By the barcharts there is a difference in average session length between users who have smart shuffle enabled (35 minutes) and those who don't (30 minutes). This could be because users who have smart shuffle enabled listen songs that engage them more with the app, if they like the songs they are then more likely to spend more time listening to music. 

In [None]:

region_df = df.groupby('region')['smart_shuffle_enabled'].mean().reset_index()

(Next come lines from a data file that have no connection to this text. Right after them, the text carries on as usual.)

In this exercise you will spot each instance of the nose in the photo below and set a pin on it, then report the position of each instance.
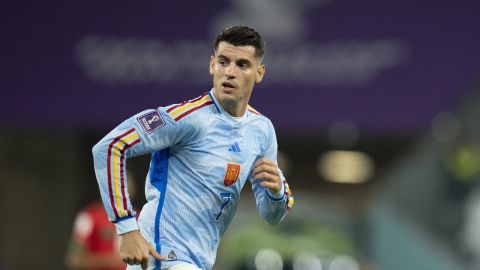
(230, 71)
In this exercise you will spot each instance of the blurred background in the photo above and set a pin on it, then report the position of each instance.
(376, 106)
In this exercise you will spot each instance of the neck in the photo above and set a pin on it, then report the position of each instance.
(234, 108)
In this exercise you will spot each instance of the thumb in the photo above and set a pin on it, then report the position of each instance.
(145, 265)
(155, 254)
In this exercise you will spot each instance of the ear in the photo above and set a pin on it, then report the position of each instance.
(212, 64)
(260, 73)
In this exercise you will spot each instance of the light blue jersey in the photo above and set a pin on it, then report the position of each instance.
(201, 158)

plt.figure(figsize=(10, 6))
sns.barplot(x='region', y='smart_shuffle_enabled', data=region_df)

plt.title('Smart Shuffle Adoption by Region')
plt.xlabel('Region')
plt.ylabel('% with Smart Shuffle Enabled')
plt.ylim(0, 1) 
plt.xticks(rotation=45)
plt.tight_layout()
plt.show()

#Insight: Smart Shuffle Adoption by Region

Based on the graphs it seems there is no difference in percent of region that uses Smart Shuffle. All 5 regions have about 50% of users using Smart Shuffle. 

In [None]:
plt.figure(figsize=(10,6))
sns.barplot(x='smart_shuffle_enabled', y= 'skips',data = df)

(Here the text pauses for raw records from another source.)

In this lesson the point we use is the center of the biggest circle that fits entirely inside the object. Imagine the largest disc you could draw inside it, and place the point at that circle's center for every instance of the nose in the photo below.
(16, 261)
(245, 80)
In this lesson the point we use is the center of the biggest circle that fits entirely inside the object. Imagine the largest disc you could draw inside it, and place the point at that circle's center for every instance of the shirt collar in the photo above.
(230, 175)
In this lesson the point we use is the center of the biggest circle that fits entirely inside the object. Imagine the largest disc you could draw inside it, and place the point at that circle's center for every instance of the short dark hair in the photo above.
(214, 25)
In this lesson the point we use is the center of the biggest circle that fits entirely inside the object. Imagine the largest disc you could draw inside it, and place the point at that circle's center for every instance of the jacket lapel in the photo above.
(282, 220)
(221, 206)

plt.title('Smart Shuffle enables by Skips used')

#Inight Smart Shuffle by Average Amount of Skips

It is clear by the barchart above that there is a difference in average skips between users who have smart shuffle enables - average of 2 -  vs those who do not - average of 3. This shows smart shuffle can improve the satisfaction of songs played during a session where the user may use less skips since the music is tailored to their liking. 

#T-Test

In [15]:
from scipy import stats

In [16]:
df.columns

Index(['user_id', 'region', 'is_premium', 'smart_shuffle_enabled',
       'session_length', 'skips', 'timestamp'],
      dtype='object')

In [17]:
enabled_skips = df[df['smart_shuffle_enabled'] == 1]['skips']
disabled_skips = df[df['smart_shuffle_enabled'] == 0]['skips']

In [18]:
t_stat, p_value =  stats.ttest_ind(enabled_skips, disabled_skips, equal_var=False)
print("T-statsitic: ", t_stat)
print("P-value: ", p_value)

T-statsitic:  -8.843118069936338
P-value:  2.0014527241221168e-18


###Insight Results from T-Test
The difference in means between skips for users with smart shuffle is vastly different than users without smart shuffle.
The P-value is very small (<0.05) meaning there is strong statistical evidence that the smart shuffle feature reduces the average amount of skips per session, likley improving user satisfaction with song reccommendations.